Das ergibt einen moralisch binären Bewertungsmaßstab für NS-Vergleiche, der natürlich zu Ungunsten Israels ausfällt, anstatt Saramagos Entgleisung dem einzig möglichen Urteil der Kritik auszusetzen, dass sie genau jenen Punkt eines Totalausfalls jeglicher Reflexion ausmacht, den Max Horkheimer und Theodor W. Adorno treffend als »pathische Projektion« bezeichnet haben.

So bestätigt sich auch hier der Eindruck, dass die als »Selbstverständlichkeit des linken Internationalismus« deklarierte »Solidarität mit den PalästinenserInnen« gegen die israelische Politik zu einem Rückfall auf alte linke Deutungsmuster gerät. Das ist umso ärgerlicher, als das Anliegen, eine aus der Erinnerung an Auschwitz gewonnene antideutsche Identitätspolitik zu kritisieren, unbedingt zu teilen ist. Denn diese Identitätspolitik arbeitet mit zu Tickets geronnenen Formeln wie dem Begriff der »bedingungslosen Solidarität«, um mit der fast schon systematisch betriebenen Verwischung der Grenze zwischen Kritik und persönlicher Diffamierung politische Hegemonie im antideutschen Spektrum durchzusetzen.

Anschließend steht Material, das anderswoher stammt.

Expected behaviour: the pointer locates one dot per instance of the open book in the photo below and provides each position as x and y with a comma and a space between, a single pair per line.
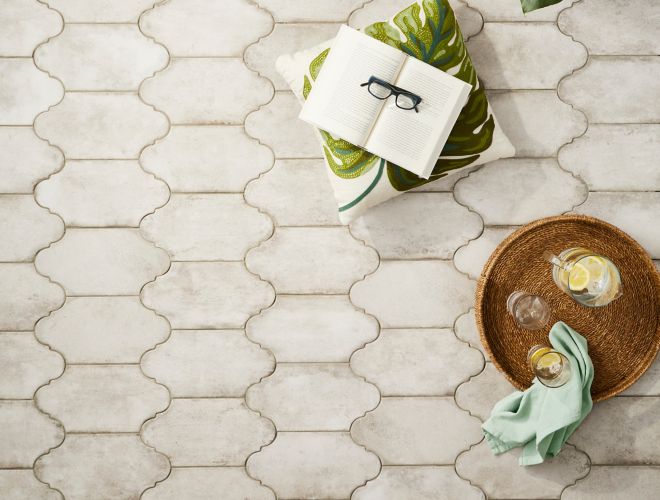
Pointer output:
339, 104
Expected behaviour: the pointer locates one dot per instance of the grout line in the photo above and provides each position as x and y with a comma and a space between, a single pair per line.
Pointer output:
140, 298
60, 166
257, 245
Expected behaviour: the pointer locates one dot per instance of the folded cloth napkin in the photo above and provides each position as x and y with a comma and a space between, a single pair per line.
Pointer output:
541, 419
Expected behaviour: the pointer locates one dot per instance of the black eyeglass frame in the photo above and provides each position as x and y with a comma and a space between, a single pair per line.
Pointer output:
394, 91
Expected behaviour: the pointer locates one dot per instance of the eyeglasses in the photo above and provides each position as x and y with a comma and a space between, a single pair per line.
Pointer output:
380, 89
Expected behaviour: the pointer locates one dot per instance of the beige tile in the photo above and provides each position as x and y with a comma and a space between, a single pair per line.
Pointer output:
22, 485
26, 365
286, 39
615, 157
312, 260
102, 11
207, 90
103, 467
207, 227
537, 122
207, 158
415, 294
25, 227
313, 465
614, 483
208, 432
102, 329
295, 193
208, 295
202, 483
312, 328
25, 91
101, 125
517, 191
465, 329
25, 296
648, 384
510, 10
396, 230
24, 25
416, 431
424, 362
633, 26
25, 159
501, 476
603, 89
310, 10
102, 261
633, 420
418, 483
479, 394
102, 398
25, 433
445, 184
535, 64
277, 125
472, 257
208, 363
635, 213
115, 193
376, 11
206, 27
319, 397
101, 57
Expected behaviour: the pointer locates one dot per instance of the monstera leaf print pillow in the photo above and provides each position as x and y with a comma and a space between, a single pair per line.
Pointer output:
428, 31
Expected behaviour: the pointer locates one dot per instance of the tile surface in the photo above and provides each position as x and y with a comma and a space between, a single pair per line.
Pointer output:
102, 329
405, 431
208, 363
103, 466
208, 432
206, 227
107, 57
24, 25
313, 465
117, 193
17, 211
303, 397
182, 315
206, 27
26, 365
128, 398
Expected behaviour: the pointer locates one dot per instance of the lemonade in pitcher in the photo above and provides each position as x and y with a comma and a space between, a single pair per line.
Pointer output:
591, 279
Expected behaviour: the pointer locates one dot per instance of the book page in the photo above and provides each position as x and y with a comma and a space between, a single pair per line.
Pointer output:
337, 103
414, 140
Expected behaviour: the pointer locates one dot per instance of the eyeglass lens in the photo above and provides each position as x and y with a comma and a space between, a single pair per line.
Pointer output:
380, 91
405, 101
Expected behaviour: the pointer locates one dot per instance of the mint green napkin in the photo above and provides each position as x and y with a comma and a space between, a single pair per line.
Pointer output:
541, 419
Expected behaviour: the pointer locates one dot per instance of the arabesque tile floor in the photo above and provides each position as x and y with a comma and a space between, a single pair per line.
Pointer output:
182, 315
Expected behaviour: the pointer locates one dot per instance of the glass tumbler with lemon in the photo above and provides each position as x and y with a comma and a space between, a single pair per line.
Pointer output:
590, 279
550, 367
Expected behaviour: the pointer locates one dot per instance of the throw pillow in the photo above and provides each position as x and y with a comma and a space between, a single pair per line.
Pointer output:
428, 31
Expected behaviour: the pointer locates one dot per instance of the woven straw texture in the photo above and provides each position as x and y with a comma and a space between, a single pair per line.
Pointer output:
623, 337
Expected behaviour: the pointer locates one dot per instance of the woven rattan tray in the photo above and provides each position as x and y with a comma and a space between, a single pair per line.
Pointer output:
623, 336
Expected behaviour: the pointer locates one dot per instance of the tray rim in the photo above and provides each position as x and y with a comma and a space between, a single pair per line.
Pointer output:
508, 241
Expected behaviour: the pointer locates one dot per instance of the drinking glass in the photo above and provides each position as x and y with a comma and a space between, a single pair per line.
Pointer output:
529, 311
550, 367
589, 278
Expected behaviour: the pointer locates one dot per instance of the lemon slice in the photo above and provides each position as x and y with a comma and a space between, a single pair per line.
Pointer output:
587, 269
549, 360
538, 353
579, 277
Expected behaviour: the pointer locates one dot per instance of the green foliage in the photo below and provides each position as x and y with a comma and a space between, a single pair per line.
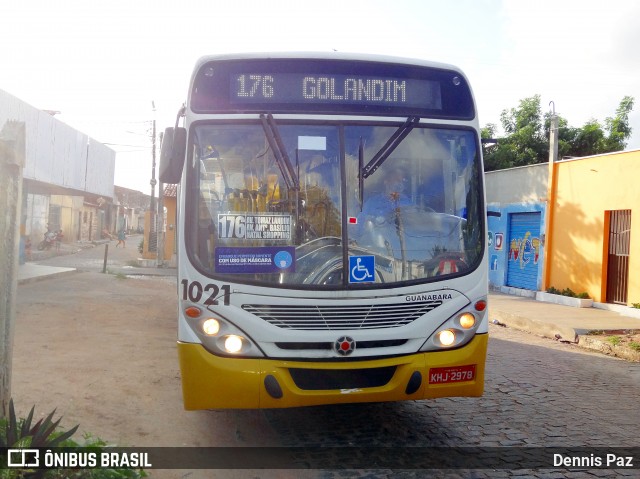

Dass die AutorInnen beim Versuch, den schlechten linksdeutschen Traditionen eine differenziertere Haltung entgegenzustellen, selbst wieder in binäre Täter-Opfer-Muster verfallen, kann daher kein Anlass zu auftrumpfender Selbstvergewisserung sein. Die Schwierigkeit, dem Teufelskreis binärer Wahrnehmungsmuster zu entkommen, kann nur überwunden werden, indem die Aporien einer aus dem Fortwirken und der ständigen Erneuerung des modernen Antisemitismus unter kapitalistischen Verhältnissen begründeten Solidarität mit Israel angesprochen und ausgetragen werden, ohne das kritische Denken durch den Rückzug auf vermeintlich aufklärerische Gewissheiten zu beschwichtigen.